世界で話題の「パラデル漫画」は意外な大失態から生まれた 名付け親は千原ジュニア

福島 大輔 福島 大輔
魂の巾着・本多修
魂の巾着・本多修

 紙から飛び出す絵を使用したパラパラ漫画「パラデル漫画」が、世界的に高評価を集めている。日本で唯一のパラデル漫画家とされるのが、お笑いコンビ「魂の巾着」の本多修。現在はコンビとしての活動は行わず、完全に漫画家一本だという本多がパラデル漫画を生み出したのは、意外すぎる大失敗がきっかけだった。

 パラデル漫画が誕生したのは、2017年。当時は東京・渋谷のヨシモト∞ホールを拠点とする若手コンビだった。だが、本多はある出番の日、寝坊して大遅刻し、3カ月の謹慎処分に。「その間、どうしようかなと思った時に『ツイッターでバズってみたい』という気持ちになって、パラパラ漫画に行き着いたんです。紙から飛び出すように見せるやり方を思いついて、何個か作ったら、それがツイッターでバズって…。9万リツイートぐらいあったので、これはやり続けたら仕事になるかなと」という。

 その後、先輩コンビである千原兄弟のトークライブに出演した際、「千原ジュニアの作り方」を作成して公開。千原ジュニア本人からも絶賛され、「『ただのパラパラ漫画とは違うものだから、新しい名前つけたらええやん』って言われて、パラパラ漫画の紙から飛び出るということでパラデル漫画と名付けました」と明かした。

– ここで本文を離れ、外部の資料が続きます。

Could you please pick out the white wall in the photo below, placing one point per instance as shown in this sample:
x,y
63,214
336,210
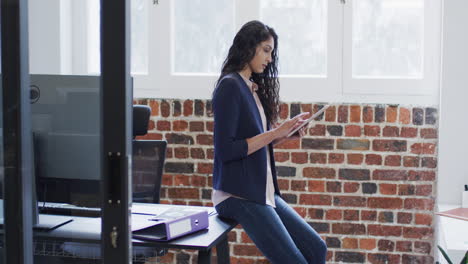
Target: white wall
x,y
453,144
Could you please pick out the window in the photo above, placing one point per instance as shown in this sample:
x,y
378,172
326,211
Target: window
x,y
330,50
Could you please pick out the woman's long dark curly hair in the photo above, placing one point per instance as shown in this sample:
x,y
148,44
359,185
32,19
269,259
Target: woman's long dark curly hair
x,y
243,50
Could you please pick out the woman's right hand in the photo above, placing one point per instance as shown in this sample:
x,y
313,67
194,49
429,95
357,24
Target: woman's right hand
x,y
283,130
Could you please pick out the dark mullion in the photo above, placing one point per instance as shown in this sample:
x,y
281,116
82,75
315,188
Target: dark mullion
x,y
116,102
17,135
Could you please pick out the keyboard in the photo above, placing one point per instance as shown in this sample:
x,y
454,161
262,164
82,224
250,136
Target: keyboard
x,y
68,209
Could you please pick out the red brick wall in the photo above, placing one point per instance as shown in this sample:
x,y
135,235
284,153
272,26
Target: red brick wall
x,y
363,176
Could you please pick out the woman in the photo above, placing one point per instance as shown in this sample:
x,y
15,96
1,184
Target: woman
x,y
245,107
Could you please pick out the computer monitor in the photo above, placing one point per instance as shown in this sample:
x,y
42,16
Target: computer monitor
x,y
66,123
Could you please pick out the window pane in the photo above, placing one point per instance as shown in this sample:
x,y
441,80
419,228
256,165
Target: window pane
x,y
138,37
301,26
203,31
388,38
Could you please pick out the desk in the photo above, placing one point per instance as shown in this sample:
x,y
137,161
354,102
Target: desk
x,y
88,230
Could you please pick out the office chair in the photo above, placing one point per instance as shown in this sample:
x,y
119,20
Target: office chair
x,y
148,159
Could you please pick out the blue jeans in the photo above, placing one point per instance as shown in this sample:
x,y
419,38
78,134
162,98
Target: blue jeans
x,y
280,233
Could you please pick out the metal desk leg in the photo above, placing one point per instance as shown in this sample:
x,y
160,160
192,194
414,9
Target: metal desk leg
x,y
222,250
204,256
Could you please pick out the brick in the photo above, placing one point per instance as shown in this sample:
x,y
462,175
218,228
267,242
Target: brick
x,y
343,114
317,130
353,201
154,108
369,188
355,114
179,125
368,215
333,214
289,144
373,159
163,125
350,257
351,215
348,229
333,186
383,258
390,175
350,243
318,144
372,131
367,243
315,199
353,144
315,213
335,158
423,219
318,158
424,190
418,114
188,108
385,202
165,108
384,230
386,217
199,108
298,185
281,156
419,204
405,116
411,161
316,186
389,145
284,171
197,126
404,246
319,173
283,111
295,110
183,193
355,159
368,114
409,132
379,115
422,247
418,232
333,242
386,245
181,153
391,114
404,218
351,187
421,175
173,138
335,130
429,162
205,139
197,153
406,189
299,157
353,131
393,160
354,174
330,114
391,131
428,133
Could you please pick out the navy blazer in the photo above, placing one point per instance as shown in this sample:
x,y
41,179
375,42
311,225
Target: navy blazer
x,y
236,118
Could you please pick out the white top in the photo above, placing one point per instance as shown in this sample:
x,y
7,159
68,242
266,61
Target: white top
x,y
218,196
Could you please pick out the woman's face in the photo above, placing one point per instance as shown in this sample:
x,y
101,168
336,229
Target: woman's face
x,y
262,56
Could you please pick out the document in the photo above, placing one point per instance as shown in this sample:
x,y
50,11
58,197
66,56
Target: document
x,y
308,120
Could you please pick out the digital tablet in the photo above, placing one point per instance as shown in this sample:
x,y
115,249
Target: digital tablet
x,y
307,121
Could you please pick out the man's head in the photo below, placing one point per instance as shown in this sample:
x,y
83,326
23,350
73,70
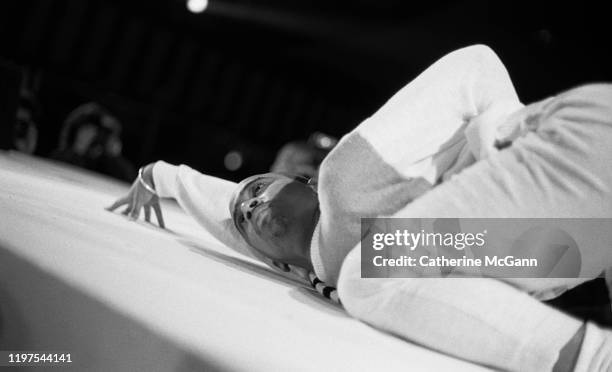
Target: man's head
x,y
276,214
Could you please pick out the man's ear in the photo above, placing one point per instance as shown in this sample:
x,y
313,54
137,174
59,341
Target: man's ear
x,y
282,266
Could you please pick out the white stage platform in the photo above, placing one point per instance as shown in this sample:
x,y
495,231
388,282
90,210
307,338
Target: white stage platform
x,y
127,296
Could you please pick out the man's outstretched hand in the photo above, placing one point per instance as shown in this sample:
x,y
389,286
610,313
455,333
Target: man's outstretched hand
x,y
140,197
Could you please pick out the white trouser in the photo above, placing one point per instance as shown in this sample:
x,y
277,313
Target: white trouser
x,y
563,168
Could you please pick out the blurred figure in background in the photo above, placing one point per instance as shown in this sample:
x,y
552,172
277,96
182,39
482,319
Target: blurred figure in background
x,y
303,158
29,111
90,138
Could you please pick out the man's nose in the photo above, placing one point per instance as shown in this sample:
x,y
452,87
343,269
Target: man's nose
x,y
247,207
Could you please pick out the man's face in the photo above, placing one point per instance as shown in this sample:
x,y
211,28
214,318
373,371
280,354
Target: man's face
x,y
276,215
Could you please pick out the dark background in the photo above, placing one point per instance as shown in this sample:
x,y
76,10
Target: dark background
x,y
250,75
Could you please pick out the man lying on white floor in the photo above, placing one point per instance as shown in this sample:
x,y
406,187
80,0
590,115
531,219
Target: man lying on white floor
x,y
462,118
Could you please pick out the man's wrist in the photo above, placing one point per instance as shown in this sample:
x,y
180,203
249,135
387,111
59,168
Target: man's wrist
x,y
147,175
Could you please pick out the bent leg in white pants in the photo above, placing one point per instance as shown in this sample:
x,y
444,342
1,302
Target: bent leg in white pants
x,y
561,169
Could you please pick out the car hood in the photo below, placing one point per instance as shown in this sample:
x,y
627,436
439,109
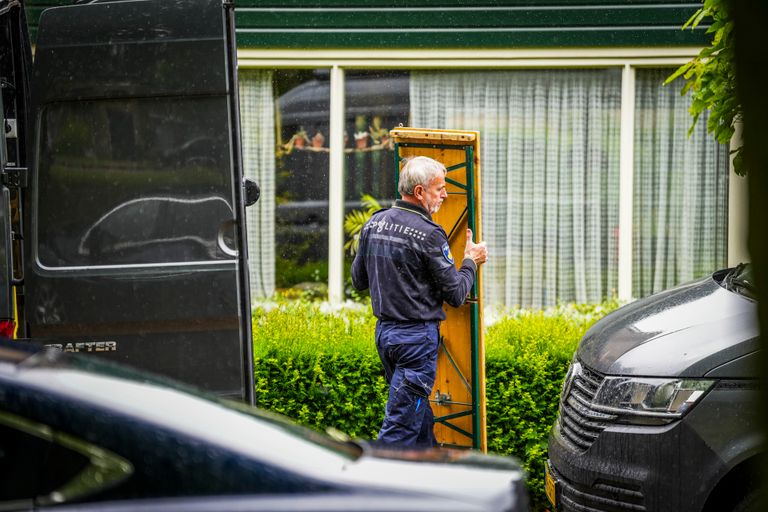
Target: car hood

 絵については「子どものころに得意だったというレベル」で、完全に独学でマスター。ストーリー作りには、漫才でのネタ作りがプラスになった。「初めてできたときは、自分で作ったけど見たことないっていう衝撃があった。そこからツイッターでバズって、1年間ぐらいはずっと小さく興奮状態でした」と笑った。

 現在は作品をYouTubeでチャンネルで公開しており、海外からの視聴が「50%ぐらいかな」という。海外から仕事のオファーも届いており、昨年10月にはインドネシアでの仕事も経験した。本多自身「日本語も少なめにして、海外の人が見ても分かるような感じにしています。英語も学ぼうかと思っている」と、はっきり海外進出を意識している。

 コンビ時代とは収入も雲泥の差だといい、「今はバイトもしなくてもいい。これ一本でやっていけるっていう感じ。引っ越しもしましたし、今の部屋には作業場も設けました」と充実感を漂わせた。

 それでも、芸人という肩書きは残している。「一応、芸人がこれをやってるという方がハードルが下がるので、芸人という立場は続けていこうと」と冗談めかして笑いつつ、「寝坊した時は、ちょうど『このまま芸人続けていくのはどうなんだろうな』って思ったりしていたころ。そこで諦めないでよかったなとは思ってますね」と〝塞翁が馬〟となった一件を振り返った。